Plusieurs questionnements ont été soulevés à l’égard de l’inclusion d’un amendement à l’article 43. Il est ici question des obligations réservées au seul ministère du Patrimoine canadien. D’aucuns croient que cet amendement forcerait le gouvernement fédéral à s’ingérer dans des champs de compétence provinciaux et territoriaux. Bien que je ne sois pas d’avis que cet amendement irait à l’encontre de la constitution canadienne et amènerait ainsi le gouvernement fédéral à agir dans des domaines relevant exclusivement des provinces, si cet amendement devient la pierre d’achoppement du projet de loi, je ne crois pas qu’il soit essentiel et vital de le conserver.

Aussi, je vous propose tout simplement de n’amender l’article 43 d’aucune façon et de le laisser tel que la Loi actuelle l’énonce. De cette façon, nous n’aurons pas à nous perdre dans un autre débat qui nous écarte tellement des objectifs du projet de loi, dont tous ici ont reconnu l’importance. L’essentiel du projet de loi S-3 est de clarifier les obligations des institutions fédérales.

Conclusion

Je ne saurais insister trop sur l’importance de votre démarche et du sérieux de ce projet de loi. Je vous invite à continuer d’en débattre soigneusement et rigoureusement, comme vous l’avez fait jusqu’à maintenant. Ayez cependant à l’esprit l’objectif recherché dans vos débats, à savoir qu’il importe moins de protéger le statu quo pour les institutions fédérales, en faveur du flou actuel, que de concrétiser une fois pour toutes la promesse faite en 1988 lors de l’adoption de ce projet de loi.
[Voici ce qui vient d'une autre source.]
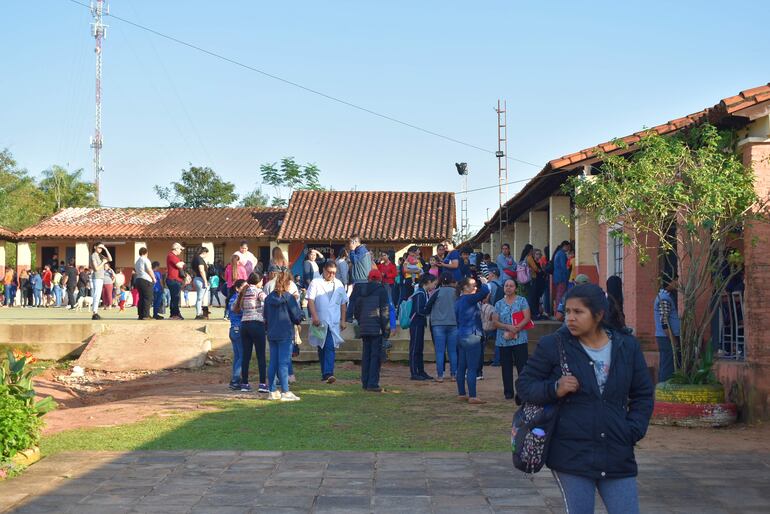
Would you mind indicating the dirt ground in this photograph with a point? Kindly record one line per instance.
(99, 399)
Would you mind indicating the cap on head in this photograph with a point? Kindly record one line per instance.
(582, 279)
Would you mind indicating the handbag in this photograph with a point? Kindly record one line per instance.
(533, 427)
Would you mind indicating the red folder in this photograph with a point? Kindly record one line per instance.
(518, 317)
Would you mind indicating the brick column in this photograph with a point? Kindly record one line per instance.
(558, 209)
(521, 236)
(586, 245)
(538, 229)
(82, 253)
(756, 383)
(23, 256)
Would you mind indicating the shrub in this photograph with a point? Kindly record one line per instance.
(16, 374)
(19, 425)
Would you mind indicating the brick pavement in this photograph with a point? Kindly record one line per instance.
(229, 482)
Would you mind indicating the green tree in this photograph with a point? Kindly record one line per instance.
(288, 177)
(689, 195)
(65, 188)
(22, 202)
(198, 187)
(256, 198)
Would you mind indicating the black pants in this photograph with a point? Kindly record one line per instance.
(71, 296)
(253, 336)
(508, 356)
(145, 297)
(371, 361)
(357, 289)
(416, 348)
(175, 289)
La promesse que le gouvernement du Canada allait mettre tout en œuvre pour agir, dans le domaine de ses champs de compétence, tout en cherchant des partenariats avec d’autres provinces et territoires, et ce, afin de favoriser le développement et l’épanouissement des communautés minoritaires de langue officielle.

Alors permettez-moi de revenir encore une fois sur mes recommandations :

1. En ce qui concerne le paragraphe 41(2) de la Loi sur les langues officielles, le libellé serait le suivant :

« Il incombe aux institutions fédérales de veiller à ce que soient prises des mesures positives pour mettre en œuvre cet engagement. »

2. Quant à l’article 43 de la Loi sur les langues officielles, je vous propose de ne pas y faire d’amendements et de laisser l’article 43 tel qu’il est rédigé dans la loi actuelle.

Je suis tout à fait disposée à répondre à vos questions. Je vous remercie encore une fois de votre invitation.